Press release

10/2022

Plus de 200 gérants d’agences de paris en justice contre l’État

Depuis le 1 er octobre, les agences de paris du pays doivent demander une pièce d’identité aux joueurs. Il s’agit de vérifier que ces personnes ne figurent pas sur la liste Epis des interdits de jeu. Mais les agences doivent aussi prendre une photo de ces joueurs, qui, de leur côté, doivent signer un registre lors de chaque passage. Même si c’est plusieurs fois par jour. Tout ça est conservé dix ans.

Protection des données

Cette mesure, qui fait l’objet d’une loi de juillet dernier et d’un arrêté royal d’application, a été prise au nom de la protection des joueurs. Mais, ainsi que l’affirme depuis des mois le président de l’Union professionnelle des agences de paris (UPAP) et patron de Ladbrokes Belgium, Yannik Bellefroid, cette loi viole le RGPD (Règlement général de protection des données). L’UPAP introduit donc ce mardi matin un recours contre l’État.

Mais pas qu’elle. L’union professionnelle est suivie par 202 commissionnaires qui affirment que, depuis l’entrée en vigueur de la nouvelle loi, c’est une catastrophe en termes de fréquentation. « Les premiers retours du terrain mettent en lumière une perte de chiffre d’affaires de quelque 25 % dans le chef des indépendants qui gèrent les agences de paris », indique M. Bellefroid.

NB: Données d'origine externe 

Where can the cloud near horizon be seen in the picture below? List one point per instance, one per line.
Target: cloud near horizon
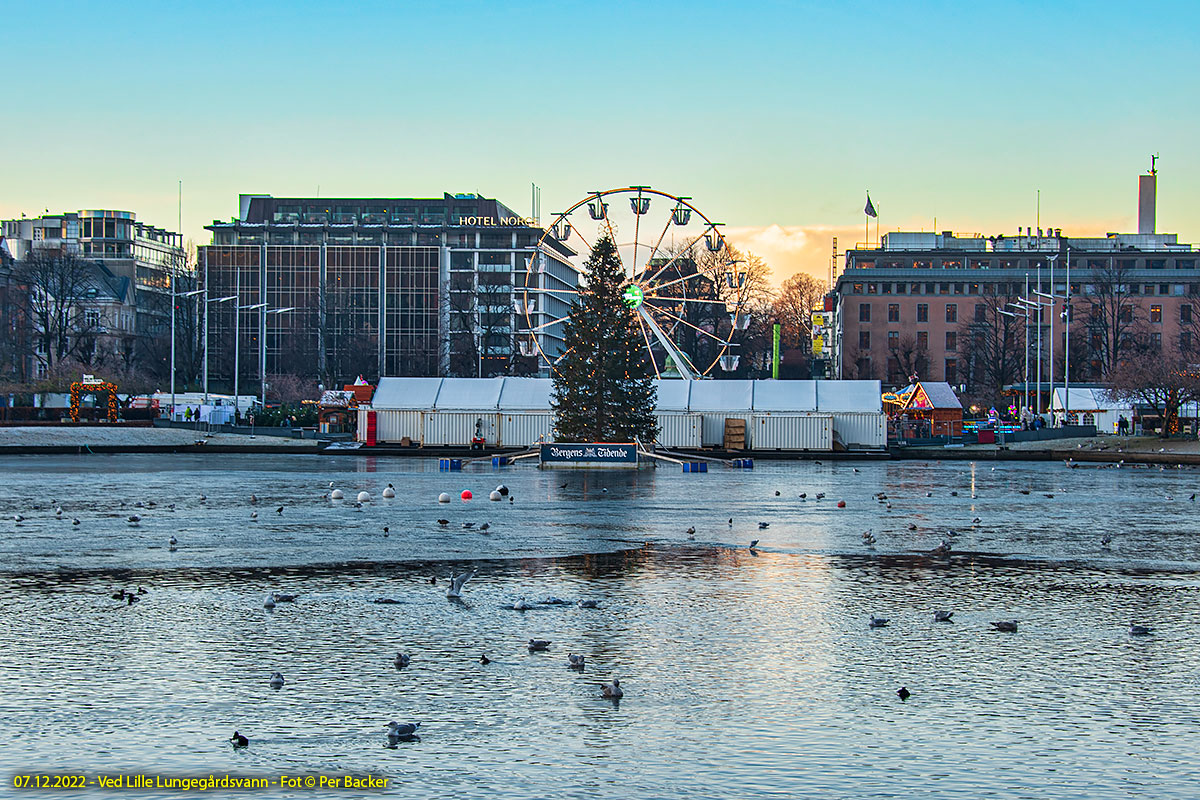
(789, 250)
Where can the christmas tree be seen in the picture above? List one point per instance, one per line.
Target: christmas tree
(603, 388)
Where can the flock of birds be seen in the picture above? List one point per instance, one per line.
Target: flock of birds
(455, 584)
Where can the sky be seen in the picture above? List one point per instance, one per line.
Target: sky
(777, 118)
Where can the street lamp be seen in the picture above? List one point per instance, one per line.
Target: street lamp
(207, 301)
(262, 346)
(174, 299)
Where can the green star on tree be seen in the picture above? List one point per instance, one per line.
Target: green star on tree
(603, 385)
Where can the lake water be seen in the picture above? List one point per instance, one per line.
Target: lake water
(745, 673)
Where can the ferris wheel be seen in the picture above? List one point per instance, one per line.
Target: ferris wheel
(687, 293)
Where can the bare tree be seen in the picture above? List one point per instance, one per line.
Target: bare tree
(1111, 317)
(991, 342)
(1164, 379)
(63, 308)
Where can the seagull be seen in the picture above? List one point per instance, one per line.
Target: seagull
(456, 582)
(397, 732)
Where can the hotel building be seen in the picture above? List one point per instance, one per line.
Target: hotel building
(378, 287)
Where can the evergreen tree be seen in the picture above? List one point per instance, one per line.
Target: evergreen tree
(603, 386)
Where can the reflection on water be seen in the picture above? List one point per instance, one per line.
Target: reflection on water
(745, 673)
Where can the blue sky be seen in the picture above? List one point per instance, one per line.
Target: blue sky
(775, 116)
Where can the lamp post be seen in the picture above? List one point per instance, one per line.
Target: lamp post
(207, 301)
(174, 299)
(262, 347)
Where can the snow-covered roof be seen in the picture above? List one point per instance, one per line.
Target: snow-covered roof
(850, 396)
(696, 396)
(1089, 400)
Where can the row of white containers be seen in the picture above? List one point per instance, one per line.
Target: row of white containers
(687, 431)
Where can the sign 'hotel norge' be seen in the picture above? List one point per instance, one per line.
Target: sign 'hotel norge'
(492, 222)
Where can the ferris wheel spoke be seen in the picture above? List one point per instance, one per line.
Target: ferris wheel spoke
(649, 350)
(685, 366)
(695, 328)
(676, 257)
(544, 325)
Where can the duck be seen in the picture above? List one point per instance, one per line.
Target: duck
(397, 732)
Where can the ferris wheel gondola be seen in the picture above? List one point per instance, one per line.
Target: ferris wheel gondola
(689, 300)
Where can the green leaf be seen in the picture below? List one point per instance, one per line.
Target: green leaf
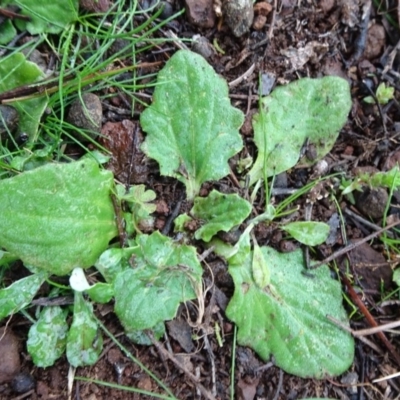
(16, 71)
(164, 275)
(84, 342)
(47, 338)
(308, 111)
(384, 93)
(20, 294)
(139, 200)
(311, 233)
(7, 31)
(192, 129)
(288, 318)
(46, 15)
(59, 216)
(261, 272)
(101, 292)
(112, 262)
(219, 212)
(140, 337)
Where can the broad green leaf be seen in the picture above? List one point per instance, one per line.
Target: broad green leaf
(84, 342)
(20, 294)
(101, 292)
(192, 129)
(164, 275)
(47, 338)
(6, 258)
(311, 233)
(59, 216)
(113, 261)
(219, 212)
(16, 71)
(46, 15)
(306, 112)
(7, 31)
(288, 318)
(261, 272)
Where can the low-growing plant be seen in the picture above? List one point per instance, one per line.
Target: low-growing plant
(57, 228)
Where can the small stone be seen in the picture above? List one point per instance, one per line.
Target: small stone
(23, 382)
(201, 13)
(238, 15)
(262, 8)
(202, 46)
(372, 202)
(259, 22)
(86, 115)
(9, 120)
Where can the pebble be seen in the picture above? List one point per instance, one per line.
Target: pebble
(238, 15)
(372, 202)
(87, 116)
(9, 118)
(202, 46)
(200, 13)
(22, 382)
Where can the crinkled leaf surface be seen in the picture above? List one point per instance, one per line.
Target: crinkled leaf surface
(192, 129)
(101, 292)
(46, 15)
(84, 341)
(288, 318)
(7, 31)
(59, 216)
(47, 338)
(164, 275)
(18, 295)
(311, 233)
(16, 71)
(112, 262)
(219, 212)
(308, 111)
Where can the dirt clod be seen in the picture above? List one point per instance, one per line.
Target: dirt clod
(86, 114)
(372, 202)
(238, 15)
(22, 382)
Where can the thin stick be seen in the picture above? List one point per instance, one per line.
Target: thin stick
(352, 246)
(370, 319)
(360, 338)
(192, 377)
(380, 328)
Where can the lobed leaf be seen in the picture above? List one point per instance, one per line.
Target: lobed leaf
(192, 129)
(84, 342)
(164, 275)
(20, 294)
(47, 337)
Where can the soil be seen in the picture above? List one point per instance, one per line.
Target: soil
(288, 39)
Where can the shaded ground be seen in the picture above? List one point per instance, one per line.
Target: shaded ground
(296, 39)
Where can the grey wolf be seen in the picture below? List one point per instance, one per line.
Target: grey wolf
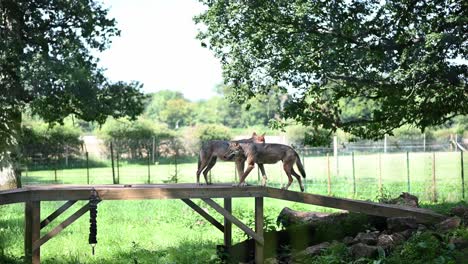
(214, 149)
(267, 154)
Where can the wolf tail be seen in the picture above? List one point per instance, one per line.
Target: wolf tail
(300, 166)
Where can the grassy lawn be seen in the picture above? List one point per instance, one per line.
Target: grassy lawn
(168, 231)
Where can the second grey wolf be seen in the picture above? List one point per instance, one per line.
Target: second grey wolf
(214, 149)
(267, 154)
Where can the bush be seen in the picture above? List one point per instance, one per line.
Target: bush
(212, 132)
(39, 141)
(134, 139)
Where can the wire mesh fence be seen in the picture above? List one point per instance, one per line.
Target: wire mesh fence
(365, 170)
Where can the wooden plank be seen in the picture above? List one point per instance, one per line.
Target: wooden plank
(32, 232)
(133, 192)
(205, 215)
(57, 213)
(371, 208)
(61, 226)
(259, 256)
(227, 223)
(234, 220)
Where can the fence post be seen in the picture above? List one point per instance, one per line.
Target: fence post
(385, 143)
(462, 174)
(328, 174)
(55, 169)
(112, 164)
(154, 149)
(380, 174)
(434, 193)
(87, 167)
(335, 154)
(149, 164)
(407, 171)
(424, 142)
(118, 164)
(354, 175)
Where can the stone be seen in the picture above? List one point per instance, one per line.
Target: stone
(312, 251)
(460, 211)
(271, 261)
(405, 199)
(449, 224)
(369, 238)
(348, 240)
(398, 224)
(459, 242)
(390, 241)
(361, 250)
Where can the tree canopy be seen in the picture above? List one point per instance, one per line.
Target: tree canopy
(48, 63)
(398, 62)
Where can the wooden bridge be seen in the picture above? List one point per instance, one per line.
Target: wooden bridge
(32, 196)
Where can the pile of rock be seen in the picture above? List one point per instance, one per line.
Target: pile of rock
(368, 244)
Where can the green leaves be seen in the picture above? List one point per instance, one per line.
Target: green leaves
(395, 57)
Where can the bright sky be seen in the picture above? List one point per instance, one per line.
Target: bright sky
(157, 47)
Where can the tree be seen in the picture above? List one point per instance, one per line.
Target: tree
(178, 112)
(158, 103)
(47, 64)
(401, 62)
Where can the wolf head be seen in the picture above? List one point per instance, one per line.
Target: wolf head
(258, 138)
(233, 150)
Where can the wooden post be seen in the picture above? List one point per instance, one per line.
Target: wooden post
(335, 154)
(407, 171)
(434, 192)
(462, 174)
(149, 164)
(354, 174)
(114, 181)
(87, 167)
(55, 169)
(227, 224)
(118, 165)
(32, 231)
(153, 150)
(328, 174)
(380, 173)
(259, 257)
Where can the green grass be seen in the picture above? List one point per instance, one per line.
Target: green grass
(168, 231)
(393, 173)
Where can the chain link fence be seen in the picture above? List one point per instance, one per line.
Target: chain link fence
(432, 170)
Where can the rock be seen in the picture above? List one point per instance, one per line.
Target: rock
(271, 261)
(390, 241)
(361, 250)
(369, 238)
(405, 199)
(289, 217)
(422, 227)
(312, 251)
(405, 234)
(398, 224)
(459, 242)
(449, 224)
(460, 211)
(348, 240)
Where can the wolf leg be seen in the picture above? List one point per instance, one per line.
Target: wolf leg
(203, 160)
(287, 168)
(247, 171)
(298, 177)
(264, 178)
(208, 168)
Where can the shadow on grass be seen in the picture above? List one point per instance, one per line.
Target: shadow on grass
(444, 208)
(189, 252)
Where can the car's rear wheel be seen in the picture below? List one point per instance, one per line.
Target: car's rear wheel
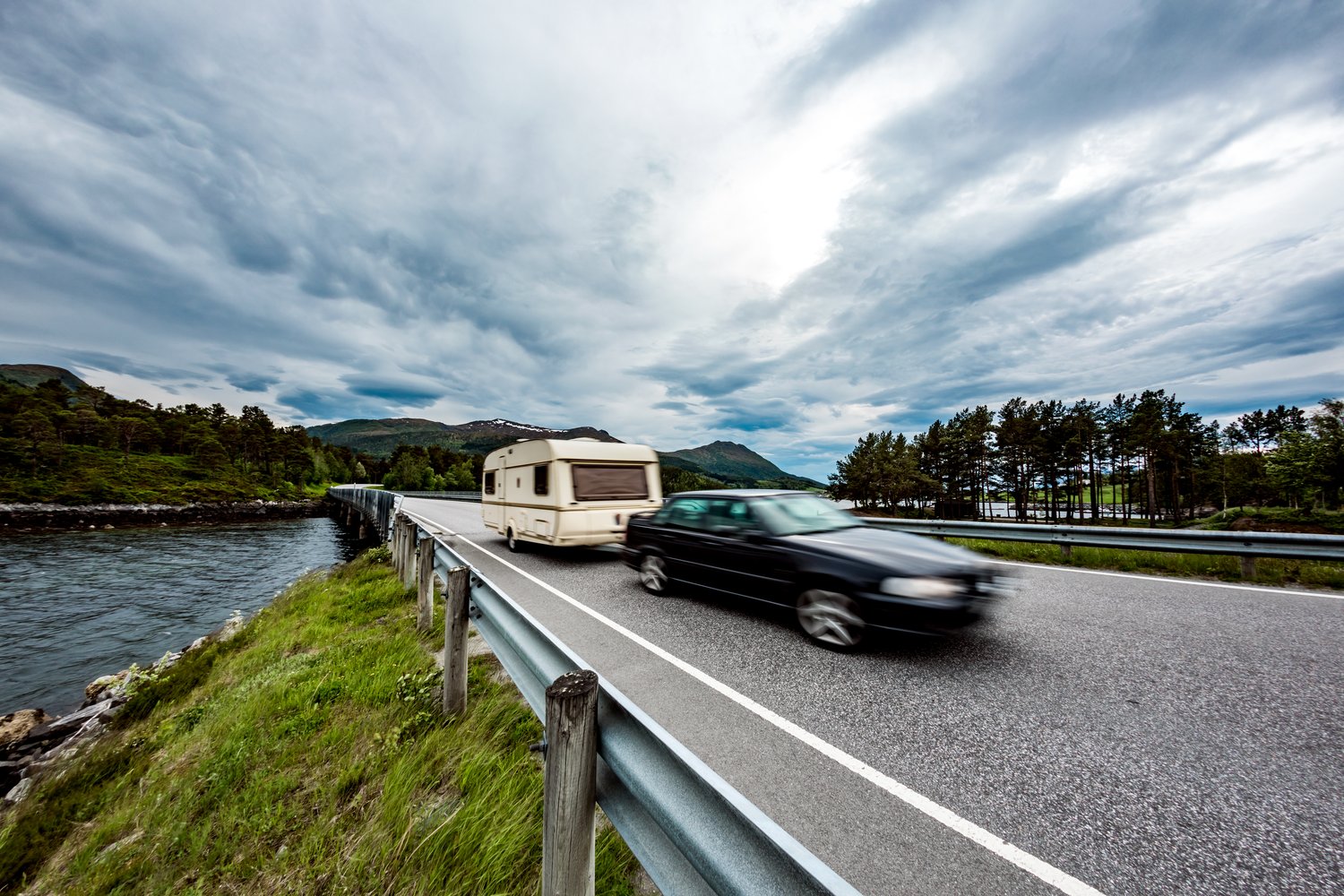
(653, 573)
(831, 618)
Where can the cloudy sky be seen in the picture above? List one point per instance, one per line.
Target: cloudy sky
(776, 223)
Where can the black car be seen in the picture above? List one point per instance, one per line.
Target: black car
(843, 578)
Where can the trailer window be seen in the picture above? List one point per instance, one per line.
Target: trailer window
(609, 482)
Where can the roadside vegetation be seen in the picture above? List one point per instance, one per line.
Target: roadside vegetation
(1139, 460)
(308, 754)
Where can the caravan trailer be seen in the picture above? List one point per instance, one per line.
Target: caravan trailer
(567, 492)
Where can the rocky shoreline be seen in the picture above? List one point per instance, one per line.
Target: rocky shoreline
(31, 742)
(58, 517)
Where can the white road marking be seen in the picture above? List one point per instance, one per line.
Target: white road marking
(1038, 868)
(1169, 579)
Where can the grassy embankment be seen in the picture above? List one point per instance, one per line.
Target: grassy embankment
(306, 755)
(99, 476)
(1228, 568)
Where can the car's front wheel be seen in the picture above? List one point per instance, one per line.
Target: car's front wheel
(653, 573)
(831, 618)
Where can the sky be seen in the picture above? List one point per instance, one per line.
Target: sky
(784, 225)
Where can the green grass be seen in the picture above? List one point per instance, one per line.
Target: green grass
(1226, 568)
(306, 755)
(1276, 520)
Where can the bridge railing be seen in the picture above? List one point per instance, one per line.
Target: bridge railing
(693, 831)
(444, 495)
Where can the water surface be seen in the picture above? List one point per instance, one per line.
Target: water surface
(80, 605)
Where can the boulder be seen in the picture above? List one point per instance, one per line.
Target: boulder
(16, 726)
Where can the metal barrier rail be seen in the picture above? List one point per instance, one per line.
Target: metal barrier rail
(1292, 546)
(693, 831)
(444, 495)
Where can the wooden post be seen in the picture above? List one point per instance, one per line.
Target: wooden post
(454, 640)
(409, 554)
(425, 586)
(570, 788)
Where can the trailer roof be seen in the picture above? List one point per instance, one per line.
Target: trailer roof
(588, 449)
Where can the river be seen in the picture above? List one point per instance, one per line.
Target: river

Le système concerne tout le pays mais c’est devant le tribunal de première instance de Namur que le recours sera déposé, comme le confirment les avocates Audrey Lackner et Audrey Despontin. « Ça concerne aussi bien la Wallonie que Bruxelles et la Flandre », nous dit Audrey Lackner. « La violation du RGPD n’a pas été prise en compte ni par le ministre, ni par les parlementaires qui ont voté cette loi. » Ce que les avocates et leurs clients reprochent à l’État ? « C’est la disproportion entre les moyens employés et le but à atteindre », nous explique M me Lackner. « Le fait de prendre une photo, la conservation des données durant 10 ans, par exemple, face au but recherché qui est celui de la protection des joueurs. Le principe de proportionnalité veut que les moyens demandés soient nécessaires pour le but à atteindre. Ce n’est clairement pas le cas ici. De plus, il suffit de franchir la porte d’une agence, même si on ne joue pas, ou même si on parie deux euros, pour être ainsi fiché durant dix ans. »

Discrimination

De plus, comme nous l’avons déjà souligné, les agences de paris soulèvent une discrimination par rapport aux librairies et à la Loterie nationale. Pour jouer dans une librairie, il n’est pas nécessaire de recourir à la liste Epis : « Si le but poursuivi par le législateur est de prévenir les addictions, alors il faut le faire pour tout le monde », dit Audrey Lackner.

Ajoutons que l’inscription obligatoire, la consultation de la liste Epis, la prise de photo et la conservation des données existaient déjà pour les casinos et salles de jeux.